Octubre y el Rosario

1. Durante el mes de octubre ocupa un lugar de honor el rezo del Santo Rosario.

Se trata de una devoción muy arraigada en nuestros pueblos y ciudades. Es una práctica piadosa que debemos, sin duda, a la Orden dominicana, cuyo VIII Centenario celebraremos próximamente a partir del día 7 de noviembre, pero que también promovieron con entusiasmo sus hermanos mendicantes, los Franciscanos. No es extraño, por ello, que la fiesta de Nuestra Señor del Rosario y la de San Francisco de Asís estén tan próximas: días 4 y 7 de octubre.

 

Piedad popular

2. Lo sencillo es muchas veces lo más hermoso.

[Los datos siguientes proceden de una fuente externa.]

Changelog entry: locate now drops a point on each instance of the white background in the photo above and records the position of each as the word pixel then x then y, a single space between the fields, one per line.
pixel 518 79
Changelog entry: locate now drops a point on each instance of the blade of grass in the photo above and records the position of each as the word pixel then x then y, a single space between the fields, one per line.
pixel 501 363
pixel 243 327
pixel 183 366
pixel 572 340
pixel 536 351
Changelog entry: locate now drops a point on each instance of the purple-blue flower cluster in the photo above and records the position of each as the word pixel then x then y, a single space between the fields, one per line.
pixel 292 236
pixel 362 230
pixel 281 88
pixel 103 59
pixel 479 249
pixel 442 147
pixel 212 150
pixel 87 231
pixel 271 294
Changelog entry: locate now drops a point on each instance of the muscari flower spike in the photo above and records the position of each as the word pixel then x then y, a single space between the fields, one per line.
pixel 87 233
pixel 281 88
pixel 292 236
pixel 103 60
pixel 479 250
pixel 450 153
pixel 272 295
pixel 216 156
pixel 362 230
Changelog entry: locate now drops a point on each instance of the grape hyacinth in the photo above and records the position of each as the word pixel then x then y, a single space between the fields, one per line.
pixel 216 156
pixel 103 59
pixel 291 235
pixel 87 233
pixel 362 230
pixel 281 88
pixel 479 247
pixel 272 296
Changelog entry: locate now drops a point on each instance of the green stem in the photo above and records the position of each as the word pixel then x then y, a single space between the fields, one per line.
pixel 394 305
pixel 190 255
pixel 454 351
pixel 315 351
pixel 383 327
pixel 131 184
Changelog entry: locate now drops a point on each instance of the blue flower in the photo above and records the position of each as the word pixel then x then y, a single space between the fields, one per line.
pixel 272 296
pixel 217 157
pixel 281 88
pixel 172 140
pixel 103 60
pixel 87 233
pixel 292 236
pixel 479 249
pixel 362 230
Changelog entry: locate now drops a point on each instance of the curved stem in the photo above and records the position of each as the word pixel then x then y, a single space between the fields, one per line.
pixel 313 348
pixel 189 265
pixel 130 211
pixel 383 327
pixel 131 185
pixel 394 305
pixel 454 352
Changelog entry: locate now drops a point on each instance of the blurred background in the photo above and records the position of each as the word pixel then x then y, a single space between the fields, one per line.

Esta bella oración en honor de la Santísima Virgen ante su Hijo Jesucristo, hunde sus raíces en la piedad popular.

Recordemos las palabras del Beato Pablo VI en elogio de esta piedad cuando escribió que “cuando está bien orientada, sobre todo mediante una pedagogía de evangelización, contiene muchos valores. Refleja una sed de Dios que solamente los pobres y sencillos pueden conocer… engendra actitudes interiores… como la paciencia, sentido de la cruz en la vida cotidiana, desapego, aceptación de los demás, devoción… Bien orientada, esta devoción popular puede ser cada vez más un verdadero encuentro con Dios en Jesucristo”[1].

 

Su riqueza

3. El Rosario cumple perfectamente lo que el Concilio Vaticano II pide a la piedad popular en la Iglesia, a saber, que sea bíblica, trinitaria y cristológica.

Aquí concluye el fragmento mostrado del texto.